Number of ways the group of candies consists of exactly 1 candy: 6C1 = 6
Number of ways the group of candies consists of exactly 2 candies: 6C2 = (6 x 5)/2 = 15
Number of ways the group of candies consists of exactly 3 candies: 6C3 = (6 x 5 x 4)/(3 x 2) = 20
Number of ways the group of candies consists of exactly 4 candies: 6C4 = 6C2 = 15
Number of ways the group of candies consists of exactly 5 candies: 6C5 = 6C1 = 6
Number of ways the group of candies consists of all 6 candies: 6C6 = 1
Therefore the number of ways the group of candies consists of at least 1 candy is 6 + 15 + 20 + 15 + 6 + 1 = 63.
Alternative solution:
This is an “at least one” problem.
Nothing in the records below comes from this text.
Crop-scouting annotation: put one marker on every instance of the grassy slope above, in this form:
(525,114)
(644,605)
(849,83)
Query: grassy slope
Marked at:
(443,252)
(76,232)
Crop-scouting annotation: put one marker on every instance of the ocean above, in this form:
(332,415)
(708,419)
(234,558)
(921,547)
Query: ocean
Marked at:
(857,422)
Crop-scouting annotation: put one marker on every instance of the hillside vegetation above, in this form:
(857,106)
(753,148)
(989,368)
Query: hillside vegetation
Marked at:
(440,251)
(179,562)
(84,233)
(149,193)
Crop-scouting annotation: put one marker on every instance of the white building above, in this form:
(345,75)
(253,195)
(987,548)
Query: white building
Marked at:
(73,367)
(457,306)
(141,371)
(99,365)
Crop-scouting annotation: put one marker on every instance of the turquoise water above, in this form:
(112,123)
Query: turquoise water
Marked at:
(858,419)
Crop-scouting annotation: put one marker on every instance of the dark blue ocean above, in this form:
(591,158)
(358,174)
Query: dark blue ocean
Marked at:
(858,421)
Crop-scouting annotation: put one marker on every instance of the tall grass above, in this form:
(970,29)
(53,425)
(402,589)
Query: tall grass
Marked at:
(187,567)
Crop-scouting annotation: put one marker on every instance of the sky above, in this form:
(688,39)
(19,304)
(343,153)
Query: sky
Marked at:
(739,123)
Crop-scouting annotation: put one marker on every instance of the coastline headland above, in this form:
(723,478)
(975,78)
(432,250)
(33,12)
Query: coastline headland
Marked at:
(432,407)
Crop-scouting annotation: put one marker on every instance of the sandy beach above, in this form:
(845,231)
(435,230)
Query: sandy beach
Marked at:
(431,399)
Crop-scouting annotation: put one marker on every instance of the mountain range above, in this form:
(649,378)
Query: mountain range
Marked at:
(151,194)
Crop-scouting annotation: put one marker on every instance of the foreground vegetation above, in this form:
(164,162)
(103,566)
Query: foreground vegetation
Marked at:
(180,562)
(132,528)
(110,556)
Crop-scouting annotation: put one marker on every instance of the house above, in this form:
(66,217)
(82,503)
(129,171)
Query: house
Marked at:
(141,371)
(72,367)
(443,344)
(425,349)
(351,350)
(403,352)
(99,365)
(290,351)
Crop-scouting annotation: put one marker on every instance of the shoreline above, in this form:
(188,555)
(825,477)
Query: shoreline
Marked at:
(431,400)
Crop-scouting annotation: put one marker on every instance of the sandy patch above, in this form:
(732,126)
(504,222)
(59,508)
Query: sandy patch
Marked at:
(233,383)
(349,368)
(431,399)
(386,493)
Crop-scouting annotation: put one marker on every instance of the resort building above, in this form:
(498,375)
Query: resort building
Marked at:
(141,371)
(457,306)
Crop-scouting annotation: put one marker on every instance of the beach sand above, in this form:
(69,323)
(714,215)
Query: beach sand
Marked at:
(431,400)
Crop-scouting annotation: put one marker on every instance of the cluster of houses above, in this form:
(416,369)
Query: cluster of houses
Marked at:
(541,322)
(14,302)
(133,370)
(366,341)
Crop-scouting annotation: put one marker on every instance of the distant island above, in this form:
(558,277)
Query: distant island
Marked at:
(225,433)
Therefore, the number of ways the group of candies consists of at least 1 candy is the number of ways the group of candies consists of any number (from 0 to 6 inclusive) of candies, minus the number of ways the group of candies consists of exactly 0 candies.
The number of ways the group of candies consists of any number of candies is 2^6 = 64 and the number of ways the group of candies consists of exactly 0 candies is 6C0 = 1. Thus, the number of ways the group of candies consists of at least 1 candy is 64 - 1 = 63.